From The Southern Voice
Gay Episcopal Bishop Gene Robinson encouraged attendants of a gay Republican convention to continue fighting for social and political equality.
"It's not a lot to ask," he said, "and it would make God very happy."
Bishop Gene Robinson of New Hampshire told gay Republicans April 28 that 'it would make God very happy' if they seek fair and equal treatment. Robinson, who spoke April 28 at the Log Cabin Republicans National Convention in Washington, D.C., said the struggle for gay rights ultimately is a struggle for inclusion.
He challenged members of the nation's largest gay GOP group to seek fair and equal treatment in society, in politics and in church.
Robinson echoed other convention speakers — including Alan Duncan, the first openly gay Conservative in the U.K.'s Parliament — who criticized the GOP push for a constitutional amendment banning gay marriage.
"The notion that my love for my partner somehow undermines another person's marriage is just idiocy," he said. "Isn't it?"
Duncan, who spoke April 29, said U.S. laws shouldn't be "ideologically driven." He condemned leaders of the GOP in the America, who are generally ideological brethren with his own Tory Party in the U.K., for maintaining an "unholy alliance with the Religious Right."
"It's the duty of the state to intervene when two people hate each other," he said, "not when they love each other."
Former Sen. John Danforth also criticized the conservative push to ban gay marriage through a constitutional amendment.
He called the effort silly, and cited it as the latest example of how the political influence of evangelical Christians is hurting the GOP.
Danforth, a Missouri Republican and an Episcopal priest, said history has shown that attempts to regulate human behavior with constitutional amendments are misguided.
"Once before, the Constitution was amended to try to deal with matters of human behavior; that was prohibition. That was such a flop that that was repealed 13 years later," Danforth said.
Referring to the marriage amendment, he added that perhaps at some point in history there was a constitutional amendment proposed that was "sillier than this one, but I don't know of one."
The Senate is scheduled to vote in June on a constitutional amendment that its supporters hope will head off any decision in the federal courts that could legalize gay marriage.
The measure would need to be approved by two-thirds of those voting in the House and Senate and then be ratified by at least 38 state legislatures.
But Danforth said he is opposed.
"The basic concept of the Republican Party is to interpret the Constitution narrowly, not expansively, so that legislatures, and especially state legislatures, can work out over a period of time the social issues in our country," he said.

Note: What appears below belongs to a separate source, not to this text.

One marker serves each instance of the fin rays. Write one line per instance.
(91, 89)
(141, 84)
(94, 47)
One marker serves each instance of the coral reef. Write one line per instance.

Log Cabin also honored retiring Congressman Jim Kolbe (R-Ariz.) at the April 29 event, which capped off the group's annual convention — perhaps the last for longtime LCR President Patrick Guerriero. Kolbe, who is openly gay, is completing his 11th term in the House representing a district near Tuscon.
Kolbe called on Log Cabin members to stand up for gay rights, both at home and around the world. A video tribute for Kolbe featured Vice President Dick Cheney and House Speaker Dennis Hastert (R-Ill.).
The Associated Press contributed to this report.